This book is the perfect example of the love/hate relationship I have with Chris Crutcher, particularly his work over the last few years. Stotan, Running Loose, and The Crazy Horse Electric Game (I know that isn't the order they were published in, but it is the order I read them) excited me, moved me, made me laugh, made me cry and truly elevated me. Because of those books, for years I eagerly awaited each new book of his.
Unfortunately, he's gone from a talented writer who could move me and make me think to a talented writer who has become a shrill scold, refusing to give any credence or credit to people on the other side of his idealogical fence.
When it comes to pure raw emotion, they really don't better than Crutcher. He pulls it out of you, and in the case of this book, he practically yanks it out of you like a dentist pulling a tooth, with no novocaine. But once started, I couldn't put the book down.

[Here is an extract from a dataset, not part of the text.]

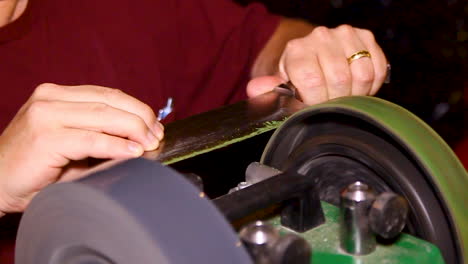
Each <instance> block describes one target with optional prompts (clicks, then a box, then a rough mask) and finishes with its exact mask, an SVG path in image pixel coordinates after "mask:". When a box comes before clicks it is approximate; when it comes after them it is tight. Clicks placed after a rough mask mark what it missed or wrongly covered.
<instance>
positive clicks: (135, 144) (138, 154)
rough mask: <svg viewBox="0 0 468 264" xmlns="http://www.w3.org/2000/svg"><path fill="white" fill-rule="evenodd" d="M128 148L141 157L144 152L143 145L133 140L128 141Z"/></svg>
mask: <svg viewBox="0 0 468 264" xmlns="http://www.w3.org/2000/svg"><path fill="white" fill-rule="evenodd" d="M128 150H130V153H131V154H132V155H133V156H135V157H139V156H141V155H142V154H143V148H142V147H141V145H140V144H138V143H136V142H133V141H130V142H128Z"/></svg>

I liked the book because it did get to me on an emotional level, and that's important for any book. And there were evidences of the humor that I loved in his early books--especially in the story "Kyle Maynard and the Craggy Face of the Moon.
I disliked the book because it seems that Crutcher is still living forty-five years ago in the mid-1960s going by the Who's motto--"Never trust anyone over 35." He treats racism as if it is still rampant in the country. (Is our country perfect? Of course not, and I'll never say it is, but things have gotten so much better. Because of human nature, racism will never completely vanish. The problem is that people like Crutcher look at a Utopian world and when our world doesn't yet match up to that Utopian vision, they throw fits.)

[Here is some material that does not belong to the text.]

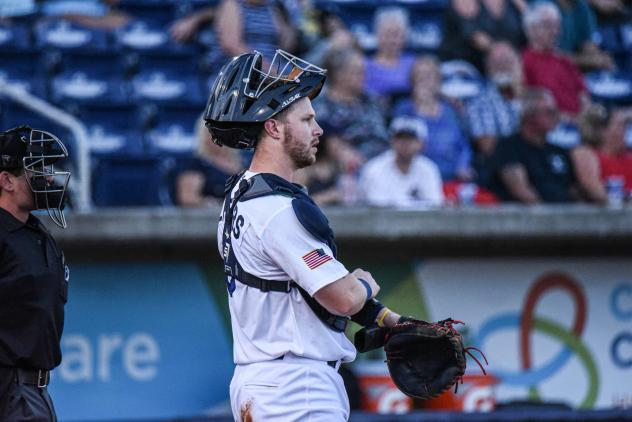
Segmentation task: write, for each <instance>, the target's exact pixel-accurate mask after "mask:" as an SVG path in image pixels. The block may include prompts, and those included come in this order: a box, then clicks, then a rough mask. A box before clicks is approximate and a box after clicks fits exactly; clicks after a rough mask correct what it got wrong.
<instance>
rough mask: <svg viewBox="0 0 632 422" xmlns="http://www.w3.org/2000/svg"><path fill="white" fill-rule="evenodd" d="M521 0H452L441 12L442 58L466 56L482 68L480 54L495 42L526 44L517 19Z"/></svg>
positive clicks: (518, 46) (440, 48) (521, 9)
mask: <svg viewBox="0 0 632 422" xmlns="http://www.w3.org/2000/svg"><path fill="white" fill-rule="evenodd" d="M526 8H527V4H526V3H525V1H524V0H480V1H479V0H452V2H451V4H450V7H448V8H446V14H445V16H444V25H443V27H444V30H443V34H444V37H443V41H442V43H441V46H440V47H439V52H440V53H439V55H440V57H441V60H466V61H468V62H470V63H472V64H473V65H475V66H476V67H477V69H478V70H479V71H480V72H481V73H482V72H484V70H485V69H484V66H483V58H484V57H485V55H486V54H487V52H488V50H489V49H490V48H491V47H492V45H493V44H494V43H495V42H498V41H507V42H509V43H510V44H511V45H512V46H513V47H514V48H516V49H521V48H522V47H524V45H525V44H526V39H525V35H524V33H523V31H522V26H521V25H520V21H521V18H522V13H523V12H524V11H525V10H526Z"/></svg>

In the world Crutcher has created everyone in a school setting--with the exception of the one or two gutsy teachers who befriend the main characters--are fools and politicians thinking more of their own careers and hind ends than the good of the students. And that goes for most everyone else in a position of power as well. I can understand Crutcher maybe wanting to show it from the kid's point of view, but he doesn't. This is how he has constructed his view of the world.
In the final story, Meet Me at the Gates, Marcus James, he tries to create a sympathetic Christian character--Matt Miller. The dust jacket describes him as a straight-laced Christian. However Matt soon falls into dropping f-bombs every other sentence after the tragedy of the story. The transition doesn't feel right, it's too sudden, too quick--it feels like Crutcher created his perfect Christian, one who reads the Bible, but cusses every bit as good as a sailor. And in creating that Christian character Crutcher cherry picks his Christian doctrines and ignoring others.
While the stories here are moving and powerful, they also show Crutcher's inability to really show both sides of an issue.
I really wish I could find the writer I once loved, but I think it is a lost cause now.